The Bagger application packages data files according to the BagIt specification.
Other
120 stars 19 forks source link

False error message reported after saving zipped bag #58

Closed BluesCruiser closed 6 years ago

BluesCruiser commented 6 years ago

Bagger 2.8.1. Windows 7 Enterprise

bagger

johnscancella commented 6 years ago

Hi @BluesCruiser! Thanks for submitting this bug. I see that you are saving it to the D drive which isn't a normal drive in windows. What kind of storage system is this (hard drive, cd/blue ray, external hard drive, etc)?

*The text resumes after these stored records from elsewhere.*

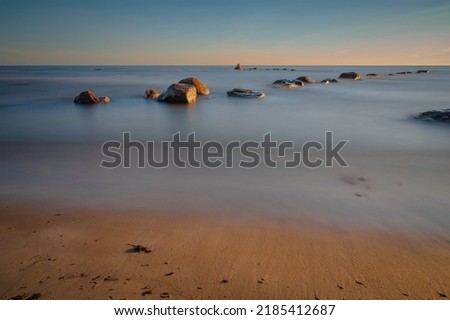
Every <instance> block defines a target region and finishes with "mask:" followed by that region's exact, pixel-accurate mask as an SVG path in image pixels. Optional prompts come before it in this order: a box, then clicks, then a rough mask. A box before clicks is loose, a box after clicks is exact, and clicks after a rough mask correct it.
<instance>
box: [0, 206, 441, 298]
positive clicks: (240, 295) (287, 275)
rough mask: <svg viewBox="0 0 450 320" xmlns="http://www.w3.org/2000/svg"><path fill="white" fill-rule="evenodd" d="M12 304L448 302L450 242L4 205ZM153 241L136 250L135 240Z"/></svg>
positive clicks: (211, 218) (9, 280)
mask: <svg viewBox="0 0 450 320" xmlns="http://www.w3.org/2000/svg"><path fill="white" fill-rule="evenodd" d="M0 243H1V245H0V254H1V257H2V258H1V260H0V274H2V277H0V292H1V297H0V298H1V299H10V298H16V299H19V298H21V299H27V298H38V299H448V296H449V293H450V269H449V268H448V266H449V265H450V239H449V238H445V237H442V236H441V237H429V236H412V237H411V236H407V235H402V234H393V233H390V232H382V231H380V232H378V231H377V232H374V231H371V230H364V229H361V228H360V229H356V230H355V229H353V230H352V229H345V228H342V227H338V226H336V225H327V224H326V223H323V224H318V223H308V222H307V221H305V220H300V219H298V220H295V219H293V218H291V219H282V218H280V219H270V218H261V217H259V218H257V219H256V218H243V219H233V218H227V217H225V216H214V217H213V216H204V215H200V214H196V213H194V212H193V213H190V214H187V213H183V214H177V213H176V212H152V213H149V212H146V213H145V214H141V213H139V212H134V213H130V212H121V211H120V210H116V211H114V210H113V209H112V210H104V211H103V212H99V211H95V212H94V211H89V210H86V209H82V207H80V208H76V207H72V208H61V206H57V205H54V206H52V205H51V204H50V205H49V204H44V203H29V204H27V205H23V204H21V205H14V204H12V203H9V204H8V205H5V203H2V206H1V208H0ZM133 244H135V245H142V246H145V247H146V248H147V249H148V250H147V251H148V252H135V250H133V247H132V246H131V245H133Z"/></svg>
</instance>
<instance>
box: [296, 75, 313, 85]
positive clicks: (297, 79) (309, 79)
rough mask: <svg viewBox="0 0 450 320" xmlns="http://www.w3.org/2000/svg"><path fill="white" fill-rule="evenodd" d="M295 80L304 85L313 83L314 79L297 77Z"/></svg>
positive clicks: (303, 77) (307, 76)
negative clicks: (301, 83) (307, 83)
mask: <svg viewBox="0 0 450 320" xmlns="http://www.w3.org/2000/svg"><path fill="white" fill-rule="evenodd" d="M297 80H300V81H302V82H304V83H315V81H314V79H313V78H312V77H310V76H303V77H298V78H297Z"/></svg>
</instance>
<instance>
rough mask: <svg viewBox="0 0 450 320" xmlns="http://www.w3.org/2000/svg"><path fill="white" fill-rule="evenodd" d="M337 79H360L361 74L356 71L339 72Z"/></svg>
mask: <svg viewBox="0 0 450 320" xmlns="http://www.w3.org/2000/svg"><path fill="white" fill-rule="evenodd" d="M339 79H349V80H361V75H360V74H359V73H356V72H344V73H341V74H340V76H339Z"/></svg>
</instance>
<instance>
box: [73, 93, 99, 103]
mask: <svg viewBox="0 0 450 320" xmlns="http://www.w3.org/2000/svg"><path fill="white" fill-rule="evenodd" d="M73 102H75V103H78V104H96V103H99V102H100V100H99V99H98V98H97V97H96V96H95V94H94V93H93V92H92V91H83V92H81V93H80V94H79V95H78V96H76V97H75V99H74V100H73Z"/></svg>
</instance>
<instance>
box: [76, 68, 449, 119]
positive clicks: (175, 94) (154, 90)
mask: <svg viewBox="0 0 450 320" xmlns="http://www.w3.org/2000/svg"><path fill="white" fill-rule="evenodd" d="M234 69H235V70H244V68H243V67H242V65H241V64H240V63H238V64H237V65H236V67H235V68H234ZM251 69H252V70H257V68H251ZM274 70H278V68H274ZM282 70H287V68H283V69H282ZM291 71H295V69H291ZM428 72H429V70H428V69H424V70H417V71H416V73H428ZM410 73H412V72H410V71H402V72H397V74H410ZM389 75H394V74H389ZM366 76H367V77H378V74H376V73H368V74H367V75H366ZM339 79H343V80H361V79H362V77H361V75H360V74H359V73H356V72H344V73H341V74H340V75H339ZM338 82H339V81H338V80H336V79H333V78H326V79H323V80H322V81H320V83H324V84H329V83H338ZM305 83H307V84H312V83H316V81H315V80H314V79H313V78H312V77H310V76H301V77H298V78H296V79H293V80H289V79H279V80H275V81H274V82H273V83H272V85H273V86H275V87H287V88H296V87H299V86H304V85H305ZM209 94H210V90H209V88H208V87H207V86H206V85H205V84H204V83H203V82H202V81H201V80H200V79H198V78H194V77H190V78H185V79H182V80H180V81H179V82H178V83H173V84H171V85H170V86H169V87H168V88H167V89H165V90H164V91H163V92H162V93H161V94H160V93H159V92H158V91H157V90H154V89H147V90H145V96H146V98H147V99H151V100H157V101H161V102H166V103H184V104H190V103H195V102H196V101H197V96H198V95H209ZM227 95H228V96H230V97H242V98H264V97H265V93H264V92H262V91H256V90H251V89H243V88H234V89H232V90H230V91H228V92H227ZM110 101H111V100H110V98H109V97H107V96H103V97H99V98H97V97H96V96H95V94H94V93H93V92H92V91H83V92H81V93H80V94H79V95H78V96H76V97H75V99H74V102H75V103H77V104H84V105H93V104H98V103H104V104H106V103H109V102H110ZM416 118H418V119H424V120H439V121H449V120H450V109H442V110H432V111H426V112H423V113H421V114H419V115H417V116H416Z"/></svg>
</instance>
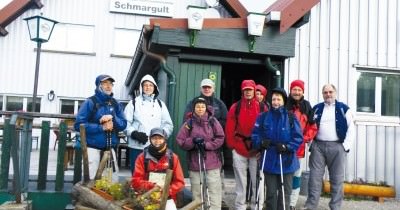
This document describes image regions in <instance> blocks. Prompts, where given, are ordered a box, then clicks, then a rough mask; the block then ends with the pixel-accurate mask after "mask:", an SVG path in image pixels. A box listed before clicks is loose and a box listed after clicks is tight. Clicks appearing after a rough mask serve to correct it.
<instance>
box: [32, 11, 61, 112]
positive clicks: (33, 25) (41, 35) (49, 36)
mask: <svg viewBox="0 0 400 210" xmlns="http://www.w3.org/2000/svg"><path fill="white" fill-rule="evenodd" d="M24 20H26V22H27V24H28V30H29V36H30V38H31V40H32V41H34V42H36V43H37V51H36V67H35V81H34V87H33V98H32V112H35V111H36V98H37V86H38V80H39V64H40V52H41V49H42V43H44V42H48V41H49V39H50V36H51V33H52V32H53V29H54V25H55V24H57V23H58V22H57V21H54V20H51V19H48V18H45V17H42V16H41V15H40V16H39V15H36V16H33V17H28V18H25V19H24Z"/></svg>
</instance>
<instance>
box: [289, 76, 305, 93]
mask: <svg viewBox="0 0 400 210" xmlns="http://www.w3.org/2000/svg"><path fill="white" fill-rule="evenodd" d="M294 87H299V88H301V89H302V90H303V92H304V82H303V80H299V79H298V80H294V81H293V82H292V83H290V90H292V88H294Z"/></svg>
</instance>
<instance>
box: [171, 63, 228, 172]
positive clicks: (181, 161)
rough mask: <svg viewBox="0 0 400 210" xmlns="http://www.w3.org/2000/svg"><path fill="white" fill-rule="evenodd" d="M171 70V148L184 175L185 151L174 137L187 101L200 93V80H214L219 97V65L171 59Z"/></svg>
mask: <svg viewBox="0 0 400 210" xmlns="http://www.w3.org/2000/svg"><path fill="white" fill-rule="evenodd" d="M172 60H173V61H176V62H173V61H172V63H171V64H172V65H170V66H173V70H174V72H175V74H176V92H175V101H174V103H175V104H174V112H173V113H174V116H171V118H172V120H173V122H174V133H173V136H172V138H170V143H172V146H171V148H173V150H174V152H175V153H177V154H178V155H179V157H180V161H181V165H182V169H183V172H184V173H185V176H186V177H187V175H188V170H187V163H186V152H185V151H183V150H181V149H180V148H179V146H178V145H177V144H176V143H175V137H176V134H177V133H178V131H179V129H180V128H181V126H182V123H183V114H184V111H185V108H186V105H187V103H188V102H189V101H190V100H192V99H193V98H194V97H196V96H198V95H199V94H200V82H201V80H203V79H205V78H209V79H211V80H213V81H214V82H215V95H216V97H218V98H219V96H220V91H221V90H220V87H221V65H218V64H207V63H189V62H178V61H177V60H175V59H172Z"/></svg>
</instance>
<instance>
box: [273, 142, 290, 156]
mask: <svg viewBox="0 0 400 210" xmlns="http://www.w3.org/2000/svg"><path fill="white" fill-rule="evenodd" d="M276 150H278V152H279V153H281V154H282V153H285V152H288V148H287V146H286V144H280V143H279V144H276Z"/></svg>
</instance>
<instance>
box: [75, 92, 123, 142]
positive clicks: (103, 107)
mask: <svg viewBox="0 0 400 210" xmlns="http://www.w3.org/2000/svg"><path fill="white" fill-rule="evenodd" d="M94 97H96V100H97V103H98V105H97V111H96V112H95V113H93V110H94V109H96V105H95V104H94V102H93V100H92V99H90V98H88V99H86V100H85V101H84V102H83V103H82V105H81V107H80V108H79V111H78V114H77V115H76V119H75V124H74V128H75V130H76V131H78V132H79V131H80V128H79V126H80V124H82V123H83V124H84V125H85V129H86V142H87V145H88V146H89V147H91V148H96V149H106V146H107V143H106V132H105V131H104V130H103V126H102V125H101V124H100V118H101V117H102V116H103V115H109V114H110V115H112V116H113V118H112V121H113V124H114V129H113V131H112V132H111V138H112V146H113V147H115V146H116V145H117V144H118V143H119V139H118V136H117V134H118V132H120V131H123V130H124V129H125V127H126V124H127V122H126V119H125V115H124V112H123V110H122V106H121V104H120V103H118V102H116V100H115V99H113V98H112V94H111V95H107V94H105V93H103V92H102V91H100V89H99V86H97V87H96V90H95V94H94ZM112 100H115V102H116V103H115V102H114V103H113V102H112Z"/></svg>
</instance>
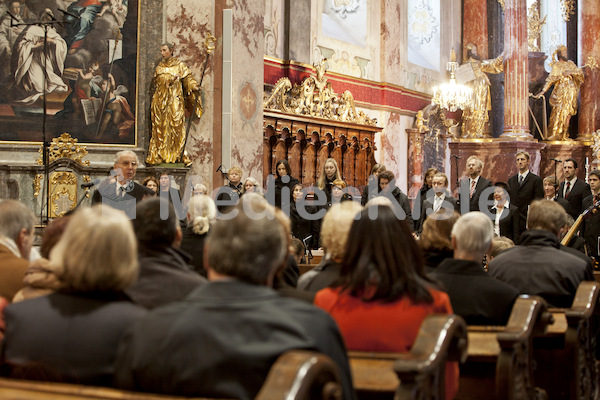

Also, the zip functionality has known issues (like not preserving file timestamp among others) and is not recommended. Instead you should create a bag and then use another piece of software to create a zip.

BluesCruiser commented 6 years ago

Hi @johnscancella - many thanks for the quick response. My D: drive is a partition on a hard disk. I wasn't aware that the zip functionality has problems associated with it so this information is extremely useful as we're using zipped bags to add data into our digital preservation system (Archivematica) and I don't believe that our vendor is aware of these issues. If you could elaborate more on them I would be most grateful (or point me to somewhere I can find more information). Thanks for the workaround, I will share it with my colleagues.

johnscancella commented 6 years ago

The timestamp issue is documented here: https://github.com/LibraryOfCongress/bagger/issues/16 This stems from the fact that the original developer wrote a custom zip writer and didn't account for a lot of use cases (code: https://github.com/LibraryOfCongress/bagit-java/blob/4.12/src/main/java/gov/loc/repository/bagit/writer/impl/ZipWriter.java). Having dealt with this code, I would recommend against directly creating a zip bag. I would also warn that if you are creating a bag 1GB or bigger I would use bagit.py command line instead as it is faster and better supports the BagIt specification.

BluesCruiser commented 6 years ago

This is great! Thank you so much. In fact I have been creating very large zipped bags (up to and including one of 123GB) so thanks for the tip on bagit.py!

johnscancella commented 6 years ago

You're welcome. Please spread the word, if at all possible use the command line version instead of Bagger, it will be faster and use less system resources (like Memory, or CPU). Bagit.py is also much better tested and has been updated for the latest specification.